With his early writings ( 1913-1915 ) he made known the work of Søren Kierkegaard in Japan. During this time his interest in Friedrich Nietzsche falls. From 1918 Watsuji sees Western philosophy mainly in a negative light, especially because of her attested individualism and criticizes its influence on Japanese thinking. This drew his attention to the roots of Japanese culture and Japanese Buddhist art, particularly his work with the Zen Buddhists Dogen has to be mentioned. He was influenced in those years by Natsume Soseki, a famous Japanese writer and contemporaries Watsujis.

Academic career

In the early 1920s, Watsuji taught at the University of Tokyo, at Hosei University, at the Keio University and at the Tsuda Eigaku - juku. At that time he began to also deal with hermeneutics.

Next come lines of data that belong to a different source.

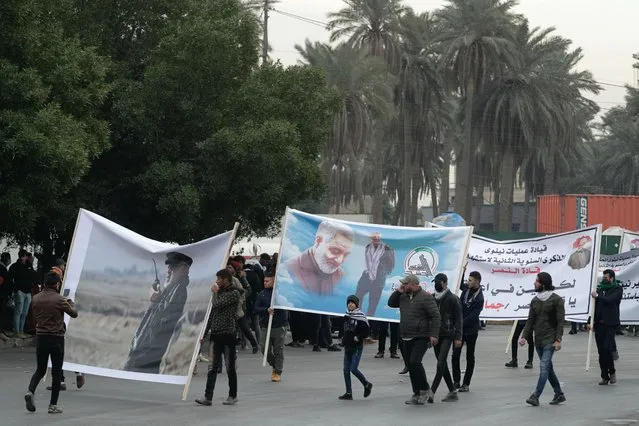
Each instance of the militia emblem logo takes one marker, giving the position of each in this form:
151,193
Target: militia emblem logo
421,261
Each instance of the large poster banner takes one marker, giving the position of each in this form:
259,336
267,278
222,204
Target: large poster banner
509,270
626,267
141,303
322,261
629,241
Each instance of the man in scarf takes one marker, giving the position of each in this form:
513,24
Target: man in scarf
607,300
356,329
546,318
380,261
160,321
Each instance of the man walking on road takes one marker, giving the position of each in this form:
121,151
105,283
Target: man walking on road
49,308
419,328
546,318
607,300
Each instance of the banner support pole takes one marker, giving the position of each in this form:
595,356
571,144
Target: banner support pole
198,343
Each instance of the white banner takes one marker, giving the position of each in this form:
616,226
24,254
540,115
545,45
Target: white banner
142,304
626,267
509,270
629,241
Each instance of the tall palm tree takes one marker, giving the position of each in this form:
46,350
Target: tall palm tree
476,41
372,25
367,88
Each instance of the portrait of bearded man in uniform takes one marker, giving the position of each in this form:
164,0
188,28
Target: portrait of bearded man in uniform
162,317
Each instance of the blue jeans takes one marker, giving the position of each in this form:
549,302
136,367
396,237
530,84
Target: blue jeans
351,362
546,370
22,301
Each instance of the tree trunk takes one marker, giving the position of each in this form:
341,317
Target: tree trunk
444,196
463,186
506,190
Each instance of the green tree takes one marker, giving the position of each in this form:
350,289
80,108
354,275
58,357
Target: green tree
50,126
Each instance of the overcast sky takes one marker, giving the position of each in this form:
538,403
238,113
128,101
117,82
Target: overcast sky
607,31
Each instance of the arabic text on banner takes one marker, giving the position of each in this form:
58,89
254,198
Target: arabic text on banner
509,270
125,328
322,261
626,267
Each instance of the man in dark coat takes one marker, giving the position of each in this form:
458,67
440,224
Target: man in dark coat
154,333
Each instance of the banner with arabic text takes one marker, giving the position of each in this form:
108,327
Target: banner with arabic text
323,261
626,267
509,270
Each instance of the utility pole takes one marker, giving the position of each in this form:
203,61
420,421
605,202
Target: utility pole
265,35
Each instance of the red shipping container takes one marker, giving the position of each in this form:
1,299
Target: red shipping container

1925 Watsuji Professor of Ethics at the University of Kyoto, which he got together with the other leading Japanese philosophers of those years, Nishida Kitaro and Tanabe Hajime. The Department of Ethics, he held from 1934 to 1949.

The written during the Second World War ethical writings are characterized by a tendency to understand the people award the Japanese approaches basic superiority, which supported the nationalistic and militaristic tendencies of the time. Later Watsuji regretted his comments.

Watsuji died in 1961 at 71 years. He was buried in the cemetery of the temple Tokei -ji. In his honor, the Watsuji Tetsuro - Culture Prize is awarded annually since 1988.

Work

Watsujis three main works are the two-volume history of Japanese Ethics ( 1954), the three-volume Ethics ( Rinrigaku from 1937, 1942 and 1949) and Fudo (1935 ).

When preparing its ethics Watsuji shows by the German philosopher Martin Heidegger and his work Being and Time influenced. While Heidegger in Being and Time, however, developed a existentialism, is strongly oriented to their own way of life of the individual, Watsuji attempted the individual to think more involved in the community by resorting to Japanese conceptions of the relationship between individual and community. However, doing so again appear to give one-sided, so that about the phenomenon of history in a completely rising in the Community individual can not be explained.

In Fudo Watsuji develops the relationship between climate and environmental factors on the one hand, and human cultures on the other. He distinguishes three classes of cultures: monsoon, desert and grassland climate.

Writings

Translations into German

Translations into other Western languages

Secondary literature

  • Bianca Boteva Judge: Method transfer by Watsuji Tetsuro. An occidental - Asian proposal for working in the intercultural field. Bautz, Nordhausen 2009, ISBN 978-3-88309-527-1.
  • Hanspeter songs Bach: Martin Heidegger in thinking Watsuji Tetsurōs. A Japanese contribution to the philosophy of the life world. Iudicium, Munich 2001, ISBN 3-89129-363-1
  • John C. Maraldo: Watsuji. In: A Companion to the Philosophers. Edited by Robert L. Arrington. Blackwell, Oxford 2001, ISBN 0-631-22967-1.
  • Michael F. Marra: Japanese hermeneutics: Current Debates on Aesthetics and Interpretation. University of Hawai'i, Honolulu, 2002, ISBN 0-8248-2457-1, OCLC 237 578 040
  • Graham Mayeda: Time, space and ethics in the philosophy of Watsuji Tetsuro, Kuki Shuzo and Martin Heidegger. Routledge, New York 2006, ISBN 0-415-97673-1.
  • Hans Rainer Sepp, Ichirō Yamaguchi: life as a phenomenon: the Freiburg phenomenology in the East- West dialogue. King & Neumann, Würzburg 2006, ISBN 3-8260-3213-6.